Aos 19 anos, Júlia foi obrigada a se casar com um homem de 52 e teve seus quatro filhos. Ficou viúva aos 28 e nunca mais teve namorados ou marido. Mudou de cidades, vivem na Região Centro-Oeste, trabalhou de doméstica, faxineira até chegar a Belo Horizonte e depois, na década de 1970, a Santa Luzia. Na casinha pequena, rodeada de árvores e mato, ela tem tranquilidade e experiência para dizer que a vida é “uma brincadeira, um sonho”, e que o mundo precisa mesmo é de paz. “Todos querem sossego”, acredita piamente, enquanto mostra, nas paredes humildes, como se fossem quadros, os exercícios que fez na sala de aula.

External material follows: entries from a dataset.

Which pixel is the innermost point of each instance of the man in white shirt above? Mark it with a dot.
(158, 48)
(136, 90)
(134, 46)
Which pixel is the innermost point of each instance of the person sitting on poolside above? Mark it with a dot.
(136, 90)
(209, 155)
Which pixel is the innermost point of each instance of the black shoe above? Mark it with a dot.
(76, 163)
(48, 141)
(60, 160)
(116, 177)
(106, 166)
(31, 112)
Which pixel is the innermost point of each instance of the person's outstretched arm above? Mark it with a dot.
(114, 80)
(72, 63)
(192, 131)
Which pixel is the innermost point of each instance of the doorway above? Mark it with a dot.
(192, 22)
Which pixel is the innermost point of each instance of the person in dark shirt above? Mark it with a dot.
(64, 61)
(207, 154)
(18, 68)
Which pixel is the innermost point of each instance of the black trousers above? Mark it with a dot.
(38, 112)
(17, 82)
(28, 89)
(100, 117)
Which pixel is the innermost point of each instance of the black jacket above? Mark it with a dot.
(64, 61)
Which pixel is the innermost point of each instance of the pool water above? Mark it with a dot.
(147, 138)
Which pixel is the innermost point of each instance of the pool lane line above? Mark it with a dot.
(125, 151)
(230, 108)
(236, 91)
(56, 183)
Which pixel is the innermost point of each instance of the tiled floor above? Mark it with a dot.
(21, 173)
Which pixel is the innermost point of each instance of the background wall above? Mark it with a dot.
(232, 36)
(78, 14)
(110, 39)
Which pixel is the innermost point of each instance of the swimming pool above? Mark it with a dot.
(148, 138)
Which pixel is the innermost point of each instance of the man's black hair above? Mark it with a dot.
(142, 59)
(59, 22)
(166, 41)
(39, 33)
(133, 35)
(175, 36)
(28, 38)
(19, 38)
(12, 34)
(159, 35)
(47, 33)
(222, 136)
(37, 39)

“Ainda tenho dificuldades para ler uma palavras, mas já sei escrever o meu nome todo
Minha mãe não permitia que fosse à aula, então fiquei analfabeta a vida inteira
Trabalhar como professora de jeito nenhum, pois elas têm de aturar muitos abusos”

http://impresso.em.com.br/app/noticia/cadernos/gerais/2012/04/15/interna_gerais,32215/vida-sem-espaco-para-magoas.shtml

Enviada por José Carlos.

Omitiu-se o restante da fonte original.